Il finit par se rendre compte que le travail du président de la République ne consiste pas à parler sans cesse des prix des oignons, des patates et des barres de fer. Ce n’est pas à lui de dresser la liste des spéculateurs et de leur faire la chasse.
L’hydre à double tête terrassée
Mais il ne suffit pas de faire le constat. Il faut aussi désigner les responsables de cet état de fait. Il faut se rendre à l’évidence que si la Tunisie affiche honteusement sa réputation de premier exportateur mondial de terrorisme ; si elle est passée du rang de grand exportateur de phosphates à celui d’importateur ; si des assassinats politiques qui ont bouleversé tout un peuple restent à ce jour non élucidés ; si une juge qui se met au service des réseaux de corruption et de trafic de devises bénéficie de la mansuétude de ses collègues, si des milliers de terroristes trouvent jusqu’à ce jour aide et protection, c’est parce que la justice a choisi durant la décennie noire de traîner les pieds. De regarder ailleurs. De se laisser infecter par le virus mis au point dans « les laboratoires de Montplaisir »…

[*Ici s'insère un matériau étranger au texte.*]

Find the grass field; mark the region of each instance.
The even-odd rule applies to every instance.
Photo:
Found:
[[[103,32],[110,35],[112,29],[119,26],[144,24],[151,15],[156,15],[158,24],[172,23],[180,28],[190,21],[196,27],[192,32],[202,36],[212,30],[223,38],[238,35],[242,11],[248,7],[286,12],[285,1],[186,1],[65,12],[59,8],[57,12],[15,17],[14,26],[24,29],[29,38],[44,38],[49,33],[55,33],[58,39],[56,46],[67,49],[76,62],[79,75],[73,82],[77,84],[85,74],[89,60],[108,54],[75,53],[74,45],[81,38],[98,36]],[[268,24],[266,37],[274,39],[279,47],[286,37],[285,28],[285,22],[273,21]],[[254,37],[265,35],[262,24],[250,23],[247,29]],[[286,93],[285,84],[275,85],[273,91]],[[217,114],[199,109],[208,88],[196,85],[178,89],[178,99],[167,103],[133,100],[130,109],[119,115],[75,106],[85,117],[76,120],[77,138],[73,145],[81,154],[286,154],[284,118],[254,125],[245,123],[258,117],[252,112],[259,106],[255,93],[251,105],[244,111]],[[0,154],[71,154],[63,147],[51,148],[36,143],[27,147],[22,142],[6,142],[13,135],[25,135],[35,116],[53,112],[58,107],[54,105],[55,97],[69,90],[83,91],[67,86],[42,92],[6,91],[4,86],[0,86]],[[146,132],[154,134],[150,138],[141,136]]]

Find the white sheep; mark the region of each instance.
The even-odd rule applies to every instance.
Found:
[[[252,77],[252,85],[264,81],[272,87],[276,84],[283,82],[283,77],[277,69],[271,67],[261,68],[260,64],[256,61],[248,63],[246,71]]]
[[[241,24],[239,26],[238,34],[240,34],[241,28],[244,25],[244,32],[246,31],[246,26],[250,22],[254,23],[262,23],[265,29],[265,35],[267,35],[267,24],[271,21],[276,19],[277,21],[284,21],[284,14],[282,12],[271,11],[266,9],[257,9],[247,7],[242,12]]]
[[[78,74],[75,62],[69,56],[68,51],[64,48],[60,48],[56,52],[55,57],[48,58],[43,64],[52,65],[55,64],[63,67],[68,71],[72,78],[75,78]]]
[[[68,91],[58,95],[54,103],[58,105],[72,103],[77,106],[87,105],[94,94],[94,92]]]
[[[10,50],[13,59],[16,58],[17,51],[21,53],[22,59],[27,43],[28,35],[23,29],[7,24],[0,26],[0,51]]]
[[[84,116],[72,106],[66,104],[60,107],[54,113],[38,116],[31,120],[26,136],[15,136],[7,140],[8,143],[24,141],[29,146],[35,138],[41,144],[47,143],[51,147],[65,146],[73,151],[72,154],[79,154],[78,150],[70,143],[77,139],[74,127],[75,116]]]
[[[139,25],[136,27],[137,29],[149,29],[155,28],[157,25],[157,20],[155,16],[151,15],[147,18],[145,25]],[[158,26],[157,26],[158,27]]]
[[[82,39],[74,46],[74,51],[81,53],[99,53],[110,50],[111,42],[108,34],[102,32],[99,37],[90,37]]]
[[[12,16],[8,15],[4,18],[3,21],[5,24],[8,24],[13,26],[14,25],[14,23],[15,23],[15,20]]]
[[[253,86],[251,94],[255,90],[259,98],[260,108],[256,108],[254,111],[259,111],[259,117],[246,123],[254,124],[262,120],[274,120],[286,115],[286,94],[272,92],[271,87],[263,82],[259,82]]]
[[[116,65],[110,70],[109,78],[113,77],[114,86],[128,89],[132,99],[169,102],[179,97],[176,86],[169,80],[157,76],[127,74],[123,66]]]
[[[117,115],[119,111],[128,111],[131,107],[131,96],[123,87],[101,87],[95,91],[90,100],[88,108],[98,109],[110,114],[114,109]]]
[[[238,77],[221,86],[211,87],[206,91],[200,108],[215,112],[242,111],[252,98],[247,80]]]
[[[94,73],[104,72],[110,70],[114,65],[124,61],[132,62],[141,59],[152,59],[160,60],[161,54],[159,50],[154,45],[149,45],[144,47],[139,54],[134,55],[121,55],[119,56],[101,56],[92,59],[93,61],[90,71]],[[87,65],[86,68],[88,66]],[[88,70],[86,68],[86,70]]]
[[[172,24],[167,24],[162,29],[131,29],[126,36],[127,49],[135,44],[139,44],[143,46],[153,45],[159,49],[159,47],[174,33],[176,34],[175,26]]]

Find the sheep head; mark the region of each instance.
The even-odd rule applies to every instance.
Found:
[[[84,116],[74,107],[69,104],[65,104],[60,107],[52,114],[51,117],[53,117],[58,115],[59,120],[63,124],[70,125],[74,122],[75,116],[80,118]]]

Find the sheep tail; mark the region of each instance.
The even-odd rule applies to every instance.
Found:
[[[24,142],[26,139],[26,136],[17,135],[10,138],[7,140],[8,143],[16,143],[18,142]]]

Les bonnes nouvelles sont rares dans ce pays, mais il y en a quelques-unes. Par exemple, les succès enregistrés par la double campagne de désinfection du Covid-19 et du virus de l’islam politique. Le premier est en train d’être affaibli à coups de vaccins. Le second est en train d’être terrassé à coups de nominations salvatrices aux postes clés du ministère de l’Intérieur, des gouvernorats et autres institutions vitales. A coups de nettoyage à grande eau des administrations détournées de leur mission de services publics par le parti islamiste.
Se débarrasser de ses éléments corrompus
Mais la meilleure bonne nouvelle est incontestablement du côté de la justice. Après la suspension du procureur de la République Béchir Akremi et le transfert de son dossier devant le ministère public, le Conseil de l’Ordre judiciaire vient de prendre une autre décision salvatrice. Le premier président de la Cour de cassation, Taieb Rached, est suspendu à son tour et son dossier est déféré devant le ministère public.
L’hydre à double tête qui a protégé pendant des années les terroristes et les corrompus vient d’être terrassée. Terrassée, mais pas décapitée. En attendant le verdict que l’écrasante majorité des Tunisiens souhaitent exemplaire. En espérant que se poursuive la chasse aux petits serpents que l’hydre a laissés derrière elle dans les arcanes de l’administration judiciaire.
Car comme tout le monde sait, rien ne marchera dans ce pays tant que le corps judiciaire ne s’est pas débarrassé de ses éléments corrompus qui n’ont fait que ternir sa réputation et mettre des bâtons dans les roues de la justice.